Suis-moi. Qu’à son lever le soleil aujourd’hui
Trouve tout le chapitre éveillé devant lui. »
Il dit. Du fond poudreux d’une armoire sacrée,
Par les mains de Girot la crécelle est tirée.
Ils sortent à l’instant, et, par d’heureux efforts,
Du lugubre instrument font crier les ressorts.
Pour augmenter l’effroi, la Discorde infernale
Monte dans le Palais, entre dans la grand’salle,
Et, du fond de cet antre, au travers de la nuit,
Fait sortir le démon du tumulte et du bruit.
Le quartier alarmé n’a plus d’yeux qui sommeillent ;
Déjà de toutes parts les chanoines s’éveillent :
L’un croit que le tonnerre est tombé sur les toits,
Et que l’église brûle une seconde fois[2];
L’autre, encore agité de vapeurs plus funèbres,
Pense être au jeudi saint, croit que l’on dit ténèbres,
Et déjà tout confus, tenant midi sonné,
En soi-même frémit de n’avoir point dîné.

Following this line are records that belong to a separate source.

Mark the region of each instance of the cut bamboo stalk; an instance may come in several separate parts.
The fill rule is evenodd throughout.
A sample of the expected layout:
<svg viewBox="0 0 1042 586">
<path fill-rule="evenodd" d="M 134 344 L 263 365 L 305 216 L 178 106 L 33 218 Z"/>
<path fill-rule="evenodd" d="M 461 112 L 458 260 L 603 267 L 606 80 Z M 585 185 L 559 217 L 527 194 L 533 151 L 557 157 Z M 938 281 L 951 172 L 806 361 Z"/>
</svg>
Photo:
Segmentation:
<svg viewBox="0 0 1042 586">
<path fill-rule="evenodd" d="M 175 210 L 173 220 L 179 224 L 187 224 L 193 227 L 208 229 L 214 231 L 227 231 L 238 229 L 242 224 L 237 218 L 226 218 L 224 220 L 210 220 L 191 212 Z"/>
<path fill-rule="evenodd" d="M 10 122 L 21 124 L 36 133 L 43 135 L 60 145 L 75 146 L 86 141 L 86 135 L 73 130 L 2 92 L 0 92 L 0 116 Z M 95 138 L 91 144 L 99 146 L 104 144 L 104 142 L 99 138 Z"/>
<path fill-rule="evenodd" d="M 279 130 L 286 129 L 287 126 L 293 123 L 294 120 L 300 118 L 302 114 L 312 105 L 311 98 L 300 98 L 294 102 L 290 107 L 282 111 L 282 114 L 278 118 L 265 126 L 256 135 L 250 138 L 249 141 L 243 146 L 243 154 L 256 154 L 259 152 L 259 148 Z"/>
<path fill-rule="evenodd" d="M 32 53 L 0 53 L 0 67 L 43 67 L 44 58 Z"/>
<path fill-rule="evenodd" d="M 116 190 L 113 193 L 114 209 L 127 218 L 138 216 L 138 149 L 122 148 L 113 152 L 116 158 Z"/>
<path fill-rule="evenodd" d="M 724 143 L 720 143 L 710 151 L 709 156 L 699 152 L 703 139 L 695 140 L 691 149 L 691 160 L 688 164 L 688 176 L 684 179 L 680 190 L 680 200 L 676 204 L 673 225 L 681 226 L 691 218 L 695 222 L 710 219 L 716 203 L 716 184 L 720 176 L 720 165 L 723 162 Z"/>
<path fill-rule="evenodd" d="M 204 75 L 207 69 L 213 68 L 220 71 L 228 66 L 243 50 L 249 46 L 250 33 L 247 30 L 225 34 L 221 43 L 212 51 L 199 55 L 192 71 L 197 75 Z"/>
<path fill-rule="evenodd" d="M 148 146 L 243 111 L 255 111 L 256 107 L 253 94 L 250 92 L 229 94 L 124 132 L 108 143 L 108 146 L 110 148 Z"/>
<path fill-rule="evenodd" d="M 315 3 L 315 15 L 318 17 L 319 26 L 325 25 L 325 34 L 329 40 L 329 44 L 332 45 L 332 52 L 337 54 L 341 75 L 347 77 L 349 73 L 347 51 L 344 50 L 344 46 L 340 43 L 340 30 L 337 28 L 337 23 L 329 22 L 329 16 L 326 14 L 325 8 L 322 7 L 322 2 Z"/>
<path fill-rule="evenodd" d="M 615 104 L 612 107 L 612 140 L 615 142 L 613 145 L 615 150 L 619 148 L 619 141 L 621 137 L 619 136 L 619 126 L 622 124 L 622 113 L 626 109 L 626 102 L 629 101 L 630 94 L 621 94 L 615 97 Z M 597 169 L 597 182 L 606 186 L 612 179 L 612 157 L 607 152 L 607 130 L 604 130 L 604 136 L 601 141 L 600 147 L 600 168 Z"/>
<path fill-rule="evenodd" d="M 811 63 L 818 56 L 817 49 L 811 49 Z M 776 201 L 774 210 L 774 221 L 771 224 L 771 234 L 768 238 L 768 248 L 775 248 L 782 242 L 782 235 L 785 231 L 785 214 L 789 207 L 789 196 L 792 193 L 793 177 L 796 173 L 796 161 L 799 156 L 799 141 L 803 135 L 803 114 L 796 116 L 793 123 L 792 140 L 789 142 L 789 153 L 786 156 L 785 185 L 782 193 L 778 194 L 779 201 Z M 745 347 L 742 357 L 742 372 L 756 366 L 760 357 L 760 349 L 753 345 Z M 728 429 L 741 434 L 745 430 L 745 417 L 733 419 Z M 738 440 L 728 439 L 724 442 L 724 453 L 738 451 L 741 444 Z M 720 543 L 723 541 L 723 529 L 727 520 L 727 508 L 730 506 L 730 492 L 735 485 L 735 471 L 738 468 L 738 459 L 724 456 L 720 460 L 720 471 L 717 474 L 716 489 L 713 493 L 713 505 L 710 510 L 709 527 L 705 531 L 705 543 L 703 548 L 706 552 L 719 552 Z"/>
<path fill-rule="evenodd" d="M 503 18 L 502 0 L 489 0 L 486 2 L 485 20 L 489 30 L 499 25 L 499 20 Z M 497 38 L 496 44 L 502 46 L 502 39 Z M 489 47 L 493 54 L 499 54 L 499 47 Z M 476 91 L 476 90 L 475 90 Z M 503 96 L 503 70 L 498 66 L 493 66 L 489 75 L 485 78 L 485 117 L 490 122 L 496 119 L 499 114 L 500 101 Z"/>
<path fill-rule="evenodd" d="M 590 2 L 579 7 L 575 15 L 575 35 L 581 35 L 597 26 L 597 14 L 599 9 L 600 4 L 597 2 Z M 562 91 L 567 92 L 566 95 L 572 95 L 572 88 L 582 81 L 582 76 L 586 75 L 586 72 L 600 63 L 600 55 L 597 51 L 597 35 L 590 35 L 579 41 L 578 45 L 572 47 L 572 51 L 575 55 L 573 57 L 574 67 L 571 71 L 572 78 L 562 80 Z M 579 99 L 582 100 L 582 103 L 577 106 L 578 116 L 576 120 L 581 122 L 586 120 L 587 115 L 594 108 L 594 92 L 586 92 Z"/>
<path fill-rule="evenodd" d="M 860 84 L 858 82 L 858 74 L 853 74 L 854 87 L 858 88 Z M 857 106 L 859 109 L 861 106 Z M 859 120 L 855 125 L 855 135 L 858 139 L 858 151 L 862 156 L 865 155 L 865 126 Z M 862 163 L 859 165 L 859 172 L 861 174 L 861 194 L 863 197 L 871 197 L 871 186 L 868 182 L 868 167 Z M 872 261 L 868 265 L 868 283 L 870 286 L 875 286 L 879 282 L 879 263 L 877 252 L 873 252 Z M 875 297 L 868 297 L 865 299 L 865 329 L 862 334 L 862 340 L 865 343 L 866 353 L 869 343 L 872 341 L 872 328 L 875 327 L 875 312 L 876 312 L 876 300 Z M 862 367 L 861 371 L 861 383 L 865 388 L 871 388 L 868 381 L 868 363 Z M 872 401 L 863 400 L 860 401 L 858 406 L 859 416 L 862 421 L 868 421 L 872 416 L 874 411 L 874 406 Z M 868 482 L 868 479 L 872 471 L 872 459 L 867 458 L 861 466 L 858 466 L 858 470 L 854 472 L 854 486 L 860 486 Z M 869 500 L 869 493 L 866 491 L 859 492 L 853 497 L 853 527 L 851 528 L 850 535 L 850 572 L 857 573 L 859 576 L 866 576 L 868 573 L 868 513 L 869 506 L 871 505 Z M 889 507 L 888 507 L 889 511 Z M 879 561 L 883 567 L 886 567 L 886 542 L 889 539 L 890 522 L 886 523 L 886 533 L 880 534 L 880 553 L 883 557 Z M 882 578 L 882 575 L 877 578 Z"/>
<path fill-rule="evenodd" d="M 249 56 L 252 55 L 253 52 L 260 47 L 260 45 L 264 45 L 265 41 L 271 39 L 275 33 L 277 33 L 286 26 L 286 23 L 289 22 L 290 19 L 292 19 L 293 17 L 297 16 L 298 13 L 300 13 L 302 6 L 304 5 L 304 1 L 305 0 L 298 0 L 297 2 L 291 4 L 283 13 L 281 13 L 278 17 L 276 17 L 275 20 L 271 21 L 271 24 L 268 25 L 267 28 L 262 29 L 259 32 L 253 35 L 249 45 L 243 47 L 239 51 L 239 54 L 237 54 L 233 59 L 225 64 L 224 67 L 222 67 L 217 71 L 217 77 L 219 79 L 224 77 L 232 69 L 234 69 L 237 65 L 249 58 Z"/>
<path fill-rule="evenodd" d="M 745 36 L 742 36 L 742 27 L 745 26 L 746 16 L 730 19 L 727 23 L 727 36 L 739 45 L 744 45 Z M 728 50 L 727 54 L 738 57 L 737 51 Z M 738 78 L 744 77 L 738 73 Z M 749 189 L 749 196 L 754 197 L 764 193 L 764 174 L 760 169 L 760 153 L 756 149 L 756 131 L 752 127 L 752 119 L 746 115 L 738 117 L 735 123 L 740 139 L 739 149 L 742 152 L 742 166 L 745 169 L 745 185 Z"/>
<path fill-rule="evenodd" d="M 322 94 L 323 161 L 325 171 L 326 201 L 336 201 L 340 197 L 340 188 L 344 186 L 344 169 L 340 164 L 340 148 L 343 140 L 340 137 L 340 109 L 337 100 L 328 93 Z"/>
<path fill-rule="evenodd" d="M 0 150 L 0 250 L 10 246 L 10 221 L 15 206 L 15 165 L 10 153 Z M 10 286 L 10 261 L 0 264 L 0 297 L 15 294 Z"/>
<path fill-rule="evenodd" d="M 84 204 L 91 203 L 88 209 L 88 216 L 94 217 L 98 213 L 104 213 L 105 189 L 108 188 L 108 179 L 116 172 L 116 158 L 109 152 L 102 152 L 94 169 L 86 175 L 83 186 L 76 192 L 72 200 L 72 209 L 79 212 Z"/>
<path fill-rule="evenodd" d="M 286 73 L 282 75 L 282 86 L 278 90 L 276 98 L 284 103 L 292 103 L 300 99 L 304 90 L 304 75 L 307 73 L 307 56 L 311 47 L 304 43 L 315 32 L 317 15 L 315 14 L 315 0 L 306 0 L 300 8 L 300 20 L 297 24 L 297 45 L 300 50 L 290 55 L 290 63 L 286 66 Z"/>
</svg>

EnAinsi, lorsque tout prêt à briser cent murailles
Louis, la foudre en main, abandonnant Versailles,
Au retour du soleil et des zéphyrs nouveaux.
Fait dans les champs de Mars déployer ses drapeaux ;
Au seul bruit répandu de sa marche étonnante,
Le Danube s’émeut, le Tage s’épouvante,
Bruxelle attend le coup qui la doit foudroyer
Et le Batave encore est prêt à se noyer[3].
Mais en vain dans leurs lits un juste effroi les presse

  1. Instrument dont on se sert le jeudi saint au lieu de cloches.
  2. Le toit de la Sainte-Chapelle fut brûlé en 1618.
  3. En 1672 les Hollandais, pour échapper à la conquête, avaient rompu leurs digues et inondé tout le pays. Ce courageux sacrifice les sauva de l’invasion.